I recently wanted to use a simple CUDA matrix-vector multiplication. I found a proper function in cublas library: cublas<<>>gbmv. Here is the official documentation

But it is actually very poor, so I didn't manage to understand what the kl and ku parameters mean. Moreover, I have no idea what stride is (it must also be provided). There is a brief explanation of these parameters (Page 37), but it looks like I need to know something else.

A search on the internet doesn't provide tons of useful information on this question, mostly references to different version of documentation.

So I have several questions to GPU/CUDA/cublas gurus:

  1. How do I find more understandable docs or guides about using cublas?
  2. If you know how to use this very function, couldn't you explain me how do I use it?
  3. Maybe cublas library is somewhat extraordinary and everyone uses something more popular, better documented and so on?

Thanks a lot.

1
CUBLAS functions are just modelled on the standard Fortran BLAS, for which there is an enormous amount of documentation. So try searching for SBGMV and you might find what you are looking for (is your matrix really banded?)talonmies

1 Answers

6
votes

So BLAS (Basic Linear Algebra Subprograms) generally is an API to, as the name says, basic linear algebra routines. It includes vector-vector operations (level 1 blas routines), matrix-vector operations (level 2) and matrix-matrix operations (level 3). There is a "reference" BLAS available that implements everything correctly, but most of the time you'd use an optimized implementation for your architecture. cuBLAS is an implementation for CUDA.
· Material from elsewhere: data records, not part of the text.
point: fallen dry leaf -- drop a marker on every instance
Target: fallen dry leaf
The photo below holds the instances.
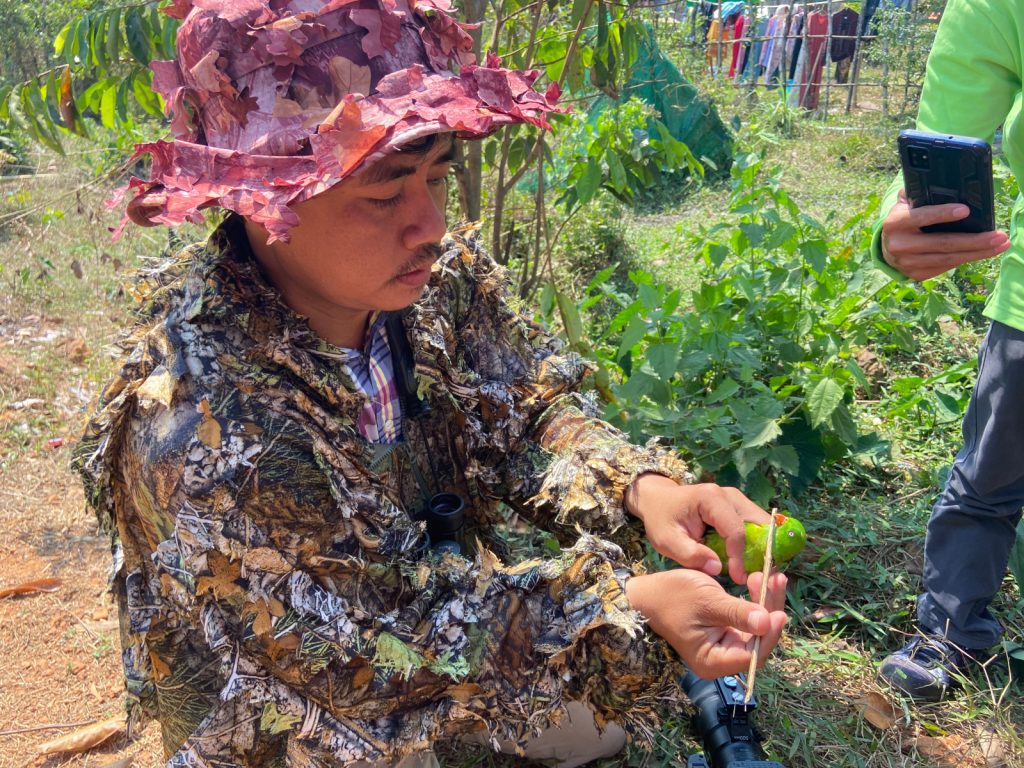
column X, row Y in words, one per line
column 85, row 738
column 991, row 748
column 28, row 588
column 123, row 763
column 877, row 710
column 949, row 750
column 76, row 350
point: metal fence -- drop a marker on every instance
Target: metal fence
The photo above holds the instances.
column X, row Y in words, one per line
column 824, row 54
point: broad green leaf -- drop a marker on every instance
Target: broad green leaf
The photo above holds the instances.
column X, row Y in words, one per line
column 80, row 49
column 138, row 39
column 616, row 173
column 38, row 115
column 784, row 458
column 663, row 358
column 144, row 95
column 109, row 104
column 5, row 92
column 723, row 391
column 394, row 655
column 747, row 460
column 97, row 41
column 822, row 400
column 570, row 318
column 759, row 488
column 815, row 253
column 273, row 721
column 809, row 448
column 761, row 434
column 842, row 422
column 122, row 100
column 61, row 39
column 114, row 35
column 634, row 332
column 590, row 181
column 168, row 35
column 547, row 298
column 580, row 7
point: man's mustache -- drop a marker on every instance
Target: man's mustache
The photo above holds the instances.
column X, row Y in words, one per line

The BLAS API was so successful as an API that describes the basic operations that it's become very widely adopted. However, (a) the names are incredibly cryptic because of architectural limitations of the day (this was 1979, and the API was defined using names of 8 characters or less to ensure it could widely compile), and (b) it is successful because it's quite general, and so even the simplest function calls require a lot of extraneous arguments.

Because it's so widespread, it's often assumed that if you're doing numerical linear algebra, you already know the general gist of the API, so implementation manuals often leave out important details, and I think that's what you're running into.
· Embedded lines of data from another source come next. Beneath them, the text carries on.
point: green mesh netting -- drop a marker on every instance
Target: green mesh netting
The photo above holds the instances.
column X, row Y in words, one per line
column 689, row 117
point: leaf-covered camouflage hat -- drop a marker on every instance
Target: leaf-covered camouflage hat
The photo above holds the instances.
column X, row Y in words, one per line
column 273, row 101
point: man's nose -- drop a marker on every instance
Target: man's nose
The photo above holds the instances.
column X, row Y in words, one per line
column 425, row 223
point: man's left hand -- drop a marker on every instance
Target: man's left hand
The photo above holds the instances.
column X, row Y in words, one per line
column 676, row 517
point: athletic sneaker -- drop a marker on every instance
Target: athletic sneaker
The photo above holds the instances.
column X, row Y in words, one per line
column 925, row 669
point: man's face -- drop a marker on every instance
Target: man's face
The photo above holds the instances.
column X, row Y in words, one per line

The Level 2 and 3 routines generally have function names of the form TMMOO.. where T is the numerical type of the matrix/vector (S/D for single/double precision real, C/Z for single/double precision complex), MM is the matrix type (GE for general - eg, just a dense matrix you can't say anything else about; GB for a general banded matrix, SY for symmetric matrices, etc), and OO is the operation.

This all seems slightly ridiculous now, but it worked and works relatively well -- you quickly learn to scan these for familiar operations so that SGEMV is a single-precision general-matrix times vector multiplication (which is probably what you want, not SGBMV), DGEMM is double-precision matrix-matrix multiply, etc. But it does take some practice.
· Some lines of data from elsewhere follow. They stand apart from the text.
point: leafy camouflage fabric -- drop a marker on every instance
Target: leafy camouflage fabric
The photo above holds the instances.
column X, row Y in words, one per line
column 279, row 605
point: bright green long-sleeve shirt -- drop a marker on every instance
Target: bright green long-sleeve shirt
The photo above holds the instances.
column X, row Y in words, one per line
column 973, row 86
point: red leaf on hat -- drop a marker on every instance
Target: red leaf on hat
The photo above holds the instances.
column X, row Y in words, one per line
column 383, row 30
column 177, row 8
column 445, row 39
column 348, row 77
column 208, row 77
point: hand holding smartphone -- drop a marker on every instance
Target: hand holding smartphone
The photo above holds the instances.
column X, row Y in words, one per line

So if you look at the cublas sgemv instructions, or in the documentation of the original, you can step through the argument list. First, the basic operation is

This function performs the matrix-vector multiplication y = a op(A)x + b y where A is a m x n matrix stored in column-major format, x and y are vectors, and and are scalars.

where op(A) can be A, AT, or AH. So if you just want y = Ax, as is the common case, then a = 1, b = 0. and transa == CUBLAS_OP_N.

incx is the stride between different elements in x; there's lots of situations where this would come in handy, but if x is just a simple 1d array containing the vector, then the stride would be 1.

And that's about all you need for SGEMV.